Public Programs

Patient Access to Medications Through Public Programs

Government programs, such as Medicare, Medicaid, and the Department of Veterans Affairs, help Americans gain access to the medicines they need.

Affordable Care Act

The biopharmaceutical industry’s top priority is to provide patients with access to high quality medicines. For more on the Affordable Care Act, click here.

Medicare

Medicare is the government program that insures many of the nation’s retirees and individuals with disabilities. Outpatient prescription medicines are generally covered by Medicare Part D, which began providing prescription drug benefits in 2006. Part D is administered by private plans using a competitive bidding system which achieves savings and preserves incentives for continued innovation in biopharmaceutical research and development. Enjoying high satisfaction rates from beneficiaries ), Part D provides comprehensive, affordable access to medicines, and helps keep seniors healthier.
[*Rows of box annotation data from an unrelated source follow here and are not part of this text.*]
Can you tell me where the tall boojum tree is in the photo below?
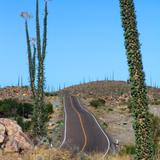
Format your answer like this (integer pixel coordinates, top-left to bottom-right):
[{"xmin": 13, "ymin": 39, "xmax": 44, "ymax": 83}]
[
  {"xmin": 119, "ymin": 0, "xmax": 154, "ymax": 160},
  {"xmin": 21, "ymin": 0, "xmax": 48, "ymax": 138}
]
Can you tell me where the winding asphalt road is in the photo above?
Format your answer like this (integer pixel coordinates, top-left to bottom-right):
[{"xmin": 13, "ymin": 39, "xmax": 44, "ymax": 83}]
[{"xmin": 60, "ymin": 95, "xmax": 116, "ymax": 156}]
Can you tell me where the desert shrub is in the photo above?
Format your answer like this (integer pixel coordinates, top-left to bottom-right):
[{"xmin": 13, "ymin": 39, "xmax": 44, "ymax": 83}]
[
  {"xmin": 17, "ymin": 103, "xmax": 33, "ymax": 118},
  {"xmin": 45, "ymin": 103, "xmax": 53, "ymax": 115},
  {"xmin": 45, "ymin": 92, "xmax": 58, "ymax": 97},
  {"xmin": 90, "ymin": 98, "xmax": 105, "ymax": 108},
  {"xmin": 150, "ymin": 114, "xmax": 160, "ymax": 154},
  {"xmin": 0, "ymin": 99, "xmax": 33, "ymax": 118},
  {"xmin": 16, "ymin": 116, "xmax": 32, "ymax": 132},
  {"xmin": 119, "ymin": 145, "xmax": 136, "ymax": 155}
]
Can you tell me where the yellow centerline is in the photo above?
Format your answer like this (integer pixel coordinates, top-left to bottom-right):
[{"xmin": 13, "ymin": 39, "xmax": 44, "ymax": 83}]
[{"xmin": 70, "ymin": 97, "xmax": 87, "ymax": 152}]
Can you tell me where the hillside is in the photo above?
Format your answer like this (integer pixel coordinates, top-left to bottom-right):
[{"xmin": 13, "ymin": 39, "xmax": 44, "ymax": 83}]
[
  {"xmin": 0, "ymin": 81, "xmax": 160, "ymax": 158},
  {"xmin": 58, "ymin": 81, "xmax": 160, "ymax": 105}
]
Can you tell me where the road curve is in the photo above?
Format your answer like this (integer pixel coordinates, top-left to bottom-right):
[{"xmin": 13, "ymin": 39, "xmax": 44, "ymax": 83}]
[{"xmin": 60, "ymin": 95, "xmax": 115, "ymax": 156}]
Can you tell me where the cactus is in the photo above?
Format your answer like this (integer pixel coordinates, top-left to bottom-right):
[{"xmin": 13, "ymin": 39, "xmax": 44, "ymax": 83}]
[
  {"xmin": 120, "ymin": 0, "xmax": 154, "ymax": 160},
  {"xmin": 21, "ymin": 0, "xmax": 48, "ymax": 139}
]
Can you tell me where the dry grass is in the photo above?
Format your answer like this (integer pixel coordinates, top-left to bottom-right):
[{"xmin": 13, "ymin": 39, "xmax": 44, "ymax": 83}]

Further, total Part D costs are $349 billion (or 45 percent) less than initial 2004-2013 projections, according to the Congressional Budget Office. And average monthly premiums for 2015 are about $32, roughly half the original estimates. Learn more about this successful government program in our Medicare Part D section.

Injected or infused vaccines and medicines administered or purchased by physicians are generally covered by Medicare Part B, which equates to the medical benefit provided by commercial insurance plans. Beyond certain medicines, Part B primarily provides coverage for physician and outpatient hospital services.

When a beneficiary receives prescription medicines during the course of a hospital visit or other inpatient stay, these medicines are covered by Medicare Part A. Finally, some Medicare beneficiaries choose to enroll in Part C (also known as Medicare Advantage), the program featuring private plans providing Medicare’s Part A and Part B services. Most Part C plans also provide the Part D prescription drug benefit.

340B

The 340B program was created by Congress in 1992 to help vulnerable or uninsured patients gain access to needed prescription medicines, by requiring pharmaceutical manufacturers to provide steep discounts to certain types of clinics and hospitals as a condition of their drugs being covered by Medicaid. Unfortunately, the program has strayed from its core mission and is growing dramatically, with hospitals responsible for much of this growth. While clinics that receive government grants largely use the program to improve access to medicines for needy patients, not all 340B hospitals are good stewards of the program.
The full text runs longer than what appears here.